A administração Trump anunciou, no dia 20 (hora local), 50% de tarifas adicionais sobre a maioria dos produtos canadianos, apontando o tratamento discriminatório do Canadá para com bens dos EUA como justificação. Um responsável da administração dos EUA afirmou que o Canadá tem de ser responsabilizado como um dos poucos países, excluindo a China, capazes de retaliar contra as tarifas do Presidente Trump. A medida reflecte uma mudança mais ampla na política comercial dos EUA, tal como o secretário do Tesouro Scott Bessent definiu num artigo de opinião do Wall Street Journal, ao afirmar que os aliados enfrentam agora “obrigações inegociáveis” no âmbito da estrutura America First da administração. Este reajuste de política representa uma rutura com a ordem comercial do pós-Segunda Guerra Mundial, na qual os EUA abriram os seus mercados para apoiar as economias aliadas.
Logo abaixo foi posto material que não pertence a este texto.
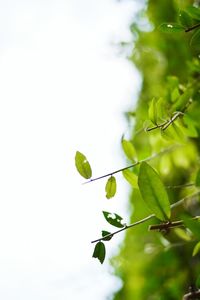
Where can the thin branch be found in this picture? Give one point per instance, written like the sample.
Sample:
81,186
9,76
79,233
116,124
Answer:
110,235
135,164
167,123
180,186
166,226
192,28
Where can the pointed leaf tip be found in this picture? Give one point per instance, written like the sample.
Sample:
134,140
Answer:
82,165
111,187
153,192
99,252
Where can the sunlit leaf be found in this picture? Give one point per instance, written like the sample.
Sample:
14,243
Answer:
193,11
105,233
198,282
129,149
82,165
131,178
153,192
99,252
113,219
171,27
153,111
193,225
111,187
185,19
195,39
197,181
196,249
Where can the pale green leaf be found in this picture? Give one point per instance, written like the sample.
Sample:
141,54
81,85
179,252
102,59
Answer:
82,165
153,192
111,187
99,252
131,178
196,249
113,219
171,27
128,149
153,111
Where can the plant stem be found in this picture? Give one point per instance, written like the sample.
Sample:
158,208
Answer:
135,164
192,28
110,235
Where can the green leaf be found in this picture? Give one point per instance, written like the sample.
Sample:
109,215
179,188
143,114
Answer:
197,181
104,233
193,225
153,111
193,11
113,219
99,252
131,178
128,149
111,187
195,39
171,27
185,19
198,282
196,249
153,192
82,165
181,102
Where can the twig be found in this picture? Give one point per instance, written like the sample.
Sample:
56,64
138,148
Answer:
174,205
192,28
135,164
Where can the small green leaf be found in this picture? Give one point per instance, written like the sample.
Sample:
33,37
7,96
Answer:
99,252
131,178
104,233
195,39
198,282
185,19
196,249
193,11
113,219
171,27
153,192
111,187
82,165
197,181
193,225
153,111
181,102
129,149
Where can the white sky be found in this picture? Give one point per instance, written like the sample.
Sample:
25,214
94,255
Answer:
62,89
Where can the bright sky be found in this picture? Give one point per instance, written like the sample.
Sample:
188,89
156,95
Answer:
63,88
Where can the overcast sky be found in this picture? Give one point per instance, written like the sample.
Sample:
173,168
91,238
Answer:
63,88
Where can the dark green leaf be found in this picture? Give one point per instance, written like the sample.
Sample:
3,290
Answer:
197,181
82,165
171,27
99,252
131,178
129,149
193,225
198,282
111,187
185,19
113,219
195,39
104,233
194,12
196,249
153,192
153,111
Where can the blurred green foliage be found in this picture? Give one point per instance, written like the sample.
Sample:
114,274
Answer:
160,265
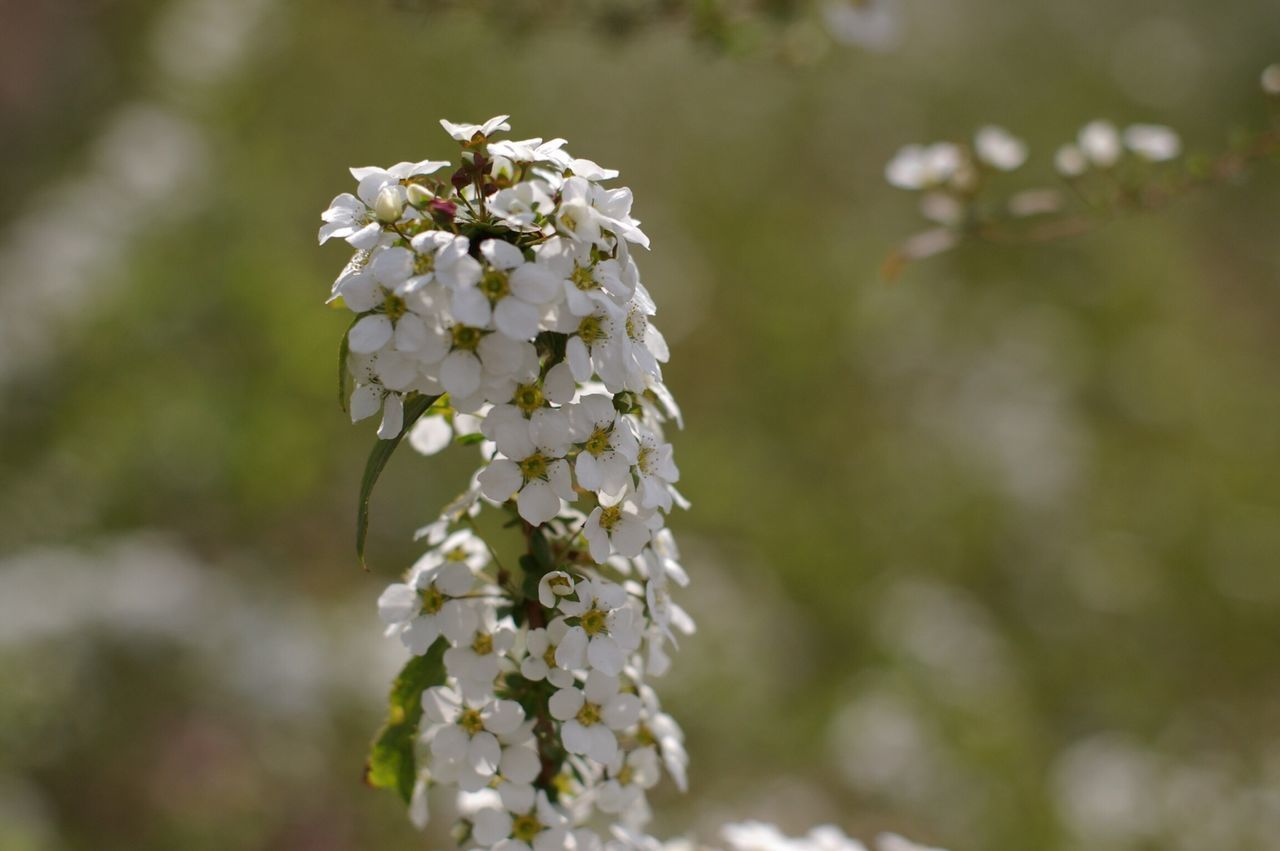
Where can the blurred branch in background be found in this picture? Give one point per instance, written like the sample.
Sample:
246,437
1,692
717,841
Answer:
1107,175
792,31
EUA Impõem 50% de Tarifas sobre Produtos Canadenses com Efeito a Partir do Dia 20
Os Estados Unidos anunciaram, no dia 20 (hora local), que imporão 50% de tarifas adicionais sobre a maioria dos produtos canadianos. A administração justificou a medida como retaliação ao tratamento discriminatório do Canadá para com produtos dos EUA. Um responsável da administração dos EUA sublinhou que o Canadá é um dos poucos países, à parte da China, a ter retaliado contra as políticas de tarifas do Presidente Trump e, por isso, deve assumir a responsabilidade.
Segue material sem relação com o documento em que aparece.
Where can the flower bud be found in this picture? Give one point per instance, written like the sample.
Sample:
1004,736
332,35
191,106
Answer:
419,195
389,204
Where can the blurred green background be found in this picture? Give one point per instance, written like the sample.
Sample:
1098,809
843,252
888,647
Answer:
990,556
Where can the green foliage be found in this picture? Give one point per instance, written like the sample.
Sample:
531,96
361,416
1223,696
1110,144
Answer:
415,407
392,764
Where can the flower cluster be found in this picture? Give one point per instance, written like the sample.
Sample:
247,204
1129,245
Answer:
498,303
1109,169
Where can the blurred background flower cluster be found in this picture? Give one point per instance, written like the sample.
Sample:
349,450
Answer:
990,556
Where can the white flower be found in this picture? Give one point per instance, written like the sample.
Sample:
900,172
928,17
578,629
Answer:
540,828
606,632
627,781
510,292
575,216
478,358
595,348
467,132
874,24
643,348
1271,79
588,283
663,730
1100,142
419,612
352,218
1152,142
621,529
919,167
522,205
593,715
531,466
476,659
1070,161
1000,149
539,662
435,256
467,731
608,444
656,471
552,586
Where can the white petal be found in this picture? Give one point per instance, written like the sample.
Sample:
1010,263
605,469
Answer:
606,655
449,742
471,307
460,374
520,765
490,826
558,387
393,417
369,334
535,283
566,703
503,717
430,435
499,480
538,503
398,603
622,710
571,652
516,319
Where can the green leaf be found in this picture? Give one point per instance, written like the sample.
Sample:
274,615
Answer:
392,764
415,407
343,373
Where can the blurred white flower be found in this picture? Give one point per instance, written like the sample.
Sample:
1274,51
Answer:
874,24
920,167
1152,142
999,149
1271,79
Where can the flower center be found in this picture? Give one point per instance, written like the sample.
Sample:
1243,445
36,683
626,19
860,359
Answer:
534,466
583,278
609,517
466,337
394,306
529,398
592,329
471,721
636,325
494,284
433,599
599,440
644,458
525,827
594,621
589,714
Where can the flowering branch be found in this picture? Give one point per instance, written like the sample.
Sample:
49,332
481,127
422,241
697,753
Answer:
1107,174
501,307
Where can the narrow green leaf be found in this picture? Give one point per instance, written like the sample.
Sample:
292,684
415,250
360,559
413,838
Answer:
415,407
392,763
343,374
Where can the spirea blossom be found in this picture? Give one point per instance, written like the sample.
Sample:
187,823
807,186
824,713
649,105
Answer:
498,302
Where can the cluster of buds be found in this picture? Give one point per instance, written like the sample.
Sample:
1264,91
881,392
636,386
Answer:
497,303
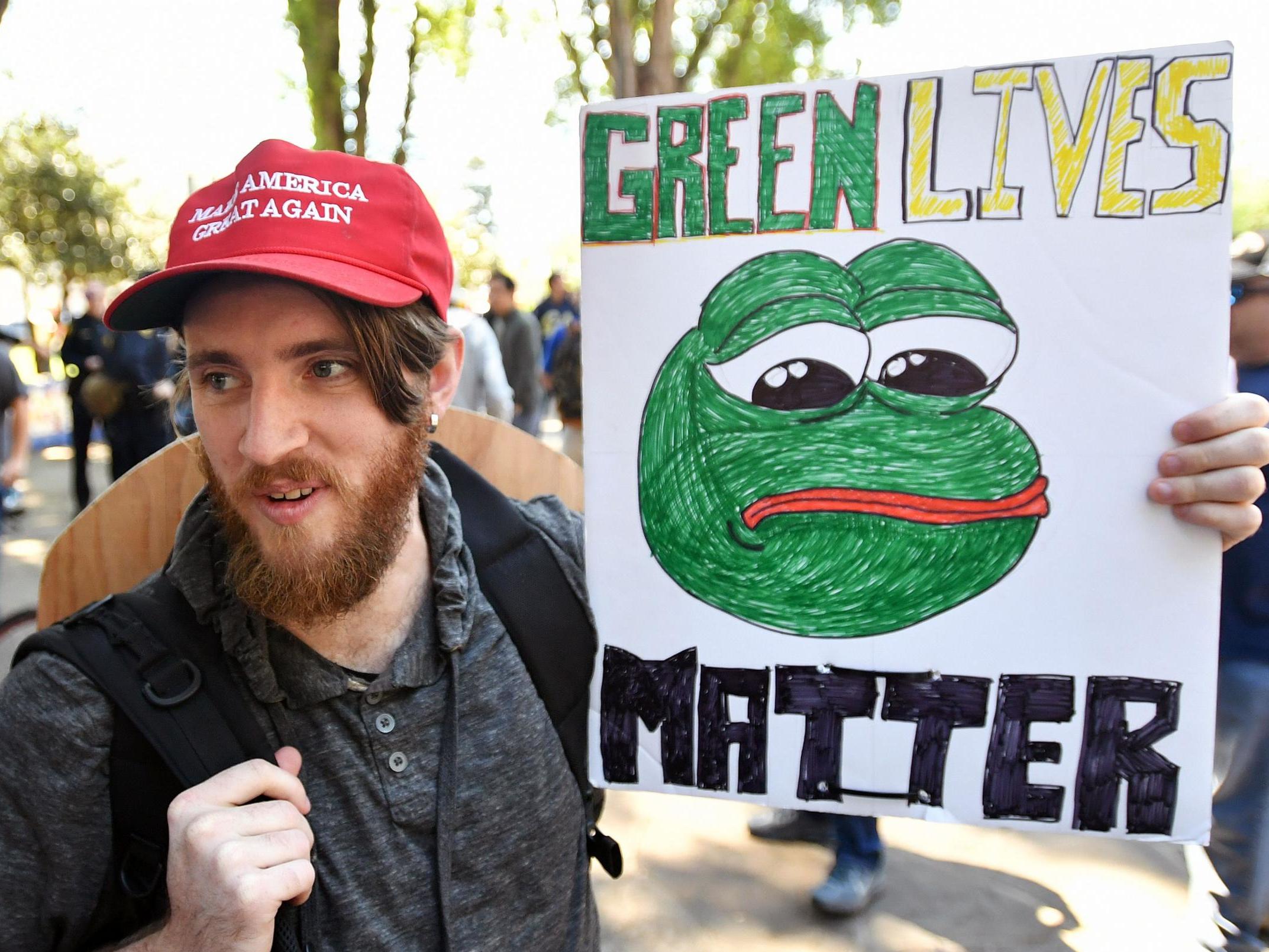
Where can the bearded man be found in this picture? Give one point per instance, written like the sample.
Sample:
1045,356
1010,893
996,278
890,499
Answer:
327,563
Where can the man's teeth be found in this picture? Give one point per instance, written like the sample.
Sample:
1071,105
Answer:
292,494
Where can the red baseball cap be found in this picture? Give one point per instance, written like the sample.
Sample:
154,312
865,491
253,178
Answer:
340,222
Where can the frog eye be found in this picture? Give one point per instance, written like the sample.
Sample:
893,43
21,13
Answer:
806,367
942,356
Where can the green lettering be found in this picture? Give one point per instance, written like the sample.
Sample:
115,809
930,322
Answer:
845,160
676,165
722,114
769,156
598,221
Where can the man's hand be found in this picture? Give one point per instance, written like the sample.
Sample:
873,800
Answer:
1213,479
231,863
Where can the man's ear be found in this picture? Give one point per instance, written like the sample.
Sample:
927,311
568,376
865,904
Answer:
444,376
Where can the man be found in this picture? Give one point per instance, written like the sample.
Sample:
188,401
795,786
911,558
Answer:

Bessent Afirma Obrigações Inegociáveis para os Aliados dos EUA no Artigo de Opinião do WSJ
O recente artigo de opinião do Wall Street Journal do secretário do Tesouro Scott Bessent clarificou a posição da administração sobre as relações comerciais com os aliados. Bessent escreveu que a política comercial dos EUA vai além de um simples protecionismo e representa uma reavaliação da “ordem comercial generosa” que os EUA forneceram aos aliados após a Segunda Guerra Mundial, ao abrirem o seu mercado interno. Disse que os aliados têm agora “obrigações inegociáveis” ao serviço dos interesses dos EUA. O artigo de opinião sinaliza que os EUA vão exigir contributos para a capacidade de produção interna e aplicar princípios estritos de reciprocidade às nações aliadas.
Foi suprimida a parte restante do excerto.